Invited Talks

Titles and Abstracts

Mark van Hoeij
Florida State University, USA

Closed Form Solutions for Linear Differential and Difference Equations

Abstract:

Finding closed form solutions of differential equations has a long history in computer algebra. For example, the Risch algorithm (1969) decides if the equation y' = f can be solved in terms of elementary functions. These are functions that can be written in terms of exp and log, where "in terms of" allows for field operations, composition, and algebraic extensions. More generally, functions are in closed form if they are written in terms of commonly used functions. This includes not only exp and log, but other common functions as well, such as Bessel functions or the Gauss hypergeometric function. Given a differential equation L, to find solutions written in terms of such functions, one seeks a sequence of transformations that sends the Bessel equation, or the Gauss hypergeometric equation, to L.

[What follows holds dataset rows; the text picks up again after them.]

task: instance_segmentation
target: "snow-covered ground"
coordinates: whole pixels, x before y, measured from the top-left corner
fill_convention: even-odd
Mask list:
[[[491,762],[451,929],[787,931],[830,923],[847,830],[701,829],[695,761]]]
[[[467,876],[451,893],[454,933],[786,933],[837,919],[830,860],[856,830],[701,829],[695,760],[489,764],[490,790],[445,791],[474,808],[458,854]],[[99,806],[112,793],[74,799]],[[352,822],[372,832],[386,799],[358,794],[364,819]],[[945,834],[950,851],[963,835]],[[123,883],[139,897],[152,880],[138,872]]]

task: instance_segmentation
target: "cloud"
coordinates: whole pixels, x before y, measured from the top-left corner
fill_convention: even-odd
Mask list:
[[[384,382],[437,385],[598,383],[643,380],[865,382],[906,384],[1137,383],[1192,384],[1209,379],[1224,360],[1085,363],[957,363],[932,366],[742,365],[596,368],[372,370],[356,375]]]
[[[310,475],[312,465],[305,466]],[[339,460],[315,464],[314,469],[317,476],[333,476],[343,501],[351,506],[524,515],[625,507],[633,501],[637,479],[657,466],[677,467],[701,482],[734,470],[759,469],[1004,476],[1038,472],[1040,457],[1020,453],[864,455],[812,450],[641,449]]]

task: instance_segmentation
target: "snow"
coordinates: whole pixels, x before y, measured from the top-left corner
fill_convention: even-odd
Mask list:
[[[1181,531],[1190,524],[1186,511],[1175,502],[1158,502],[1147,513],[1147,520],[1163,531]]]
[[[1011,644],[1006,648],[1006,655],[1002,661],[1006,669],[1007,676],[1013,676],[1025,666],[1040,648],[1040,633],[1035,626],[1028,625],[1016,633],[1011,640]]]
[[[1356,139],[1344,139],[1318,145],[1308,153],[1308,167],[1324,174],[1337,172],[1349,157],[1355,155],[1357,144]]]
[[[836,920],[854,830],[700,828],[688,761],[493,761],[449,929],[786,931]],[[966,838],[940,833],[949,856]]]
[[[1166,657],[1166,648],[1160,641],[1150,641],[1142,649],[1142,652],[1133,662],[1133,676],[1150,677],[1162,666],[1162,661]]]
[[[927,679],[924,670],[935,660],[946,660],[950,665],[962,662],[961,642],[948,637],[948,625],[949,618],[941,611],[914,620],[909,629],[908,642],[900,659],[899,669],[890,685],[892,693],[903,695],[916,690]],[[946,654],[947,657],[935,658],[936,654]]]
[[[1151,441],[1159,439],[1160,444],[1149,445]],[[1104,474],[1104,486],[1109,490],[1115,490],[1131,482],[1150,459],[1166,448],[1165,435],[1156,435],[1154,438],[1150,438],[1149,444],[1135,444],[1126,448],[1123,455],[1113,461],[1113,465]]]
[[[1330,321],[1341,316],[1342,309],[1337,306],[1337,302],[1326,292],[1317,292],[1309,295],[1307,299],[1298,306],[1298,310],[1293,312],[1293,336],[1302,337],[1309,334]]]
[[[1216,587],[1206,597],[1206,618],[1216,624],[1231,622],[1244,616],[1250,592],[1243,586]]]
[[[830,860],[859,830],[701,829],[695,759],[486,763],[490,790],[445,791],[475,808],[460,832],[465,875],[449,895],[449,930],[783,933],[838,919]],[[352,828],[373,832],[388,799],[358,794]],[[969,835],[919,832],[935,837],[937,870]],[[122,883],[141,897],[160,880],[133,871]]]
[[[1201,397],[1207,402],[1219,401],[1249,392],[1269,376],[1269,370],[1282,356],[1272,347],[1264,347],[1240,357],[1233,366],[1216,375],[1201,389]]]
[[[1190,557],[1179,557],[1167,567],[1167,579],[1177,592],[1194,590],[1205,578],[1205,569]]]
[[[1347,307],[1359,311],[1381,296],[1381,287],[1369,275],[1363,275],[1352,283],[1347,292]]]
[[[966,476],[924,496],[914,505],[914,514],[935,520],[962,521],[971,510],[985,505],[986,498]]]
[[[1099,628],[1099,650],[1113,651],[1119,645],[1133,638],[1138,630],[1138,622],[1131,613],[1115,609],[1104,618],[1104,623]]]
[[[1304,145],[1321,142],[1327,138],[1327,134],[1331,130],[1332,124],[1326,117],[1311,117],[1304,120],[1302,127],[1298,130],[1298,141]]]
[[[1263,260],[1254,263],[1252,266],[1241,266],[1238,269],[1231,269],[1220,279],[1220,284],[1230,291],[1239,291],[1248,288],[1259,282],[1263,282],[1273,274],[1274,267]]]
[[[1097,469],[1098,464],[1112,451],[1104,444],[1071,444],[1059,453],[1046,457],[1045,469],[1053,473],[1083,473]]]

Although random equations are unlikely to have closed form solutions, they are remarkably common in applications. For example, if y = \sum_{n=0}^{\infty} a_n x^n has a positive radius of convergence, integer coefficients a_n, and satisfies a second order homogeneous linear differential equation L with polynomial coefficients, then L is conjectured to be solvable in closed form. Such equations are common, not only in combinatorics, but in physics as well. The talk will describe recent progress in finding closed form solutions of differential and difference equations, as well as open questions.

Gabriele Nebe
RWTH Aachen, Germany

Computing with arithmetic groups

Abstract:

The classification of all finite simple groups is certainly the most important achievement in finite group theory of the last century. The knowledge of all building blocks of finite groups has let to the development of very powerful algorithms to constructively recognize finite matrix groups.

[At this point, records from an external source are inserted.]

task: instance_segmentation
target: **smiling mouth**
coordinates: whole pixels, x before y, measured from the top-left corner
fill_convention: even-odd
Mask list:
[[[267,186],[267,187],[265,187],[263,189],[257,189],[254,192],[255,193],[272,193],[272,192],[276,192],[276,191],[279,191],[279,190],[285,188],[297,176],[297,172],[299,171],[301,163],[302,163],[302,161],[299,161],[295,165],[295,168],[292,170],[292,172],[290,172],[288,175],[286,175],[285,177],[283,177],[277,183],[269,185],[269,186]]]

For infinite groups much less is known.

An important class of such groups are the $S$-arithmetic groups (such as GL_n(ZZ) or p_{2n}(ZZ[\frac{1}{2}])) also because of their connections to analytic and algebraic number theory. Fundamental finiteness properties for these groups have been proven by Borel and Serre by giving a locally finite CW complex on which the group acts faithfully. In joint work in progress with Renaud Coulangeon and Sebastian Schönnenbeck we replace the Borel-Serre space by a certain retract of a cone of positive forms to make it accessible for computations. This enables us to apply lattice theoretic algorithms to explicitely construct a finite set of matrices that generates the S-arithmetic group, as well as defining relations. Similar ideas are used in the community to study the integral homology of these groups.

James Worrell
University of Oxford, UK

Decision Problems for Linear Dynamical Systems

Abstract:

Linear dynamical systems, such as Markov chains, linear recurrence sequences, and linear differential equations, are both ubiquitous and extremely well-studied. Despite the apparent simplicity of the underlying dynamics, from the computational perspective there are many longstanding open problems. In this talk we focus in particular on problems relevant to automated verification, such as reachability, controllability, and termination. We describe recent progress in the area and survey some of the main open questions, including variants of the Skolem Problem for both discrete-time and continuous-time systems. We will also highlight relevant tools in number theory and real algebraic geometry that underly many of the positive results to date.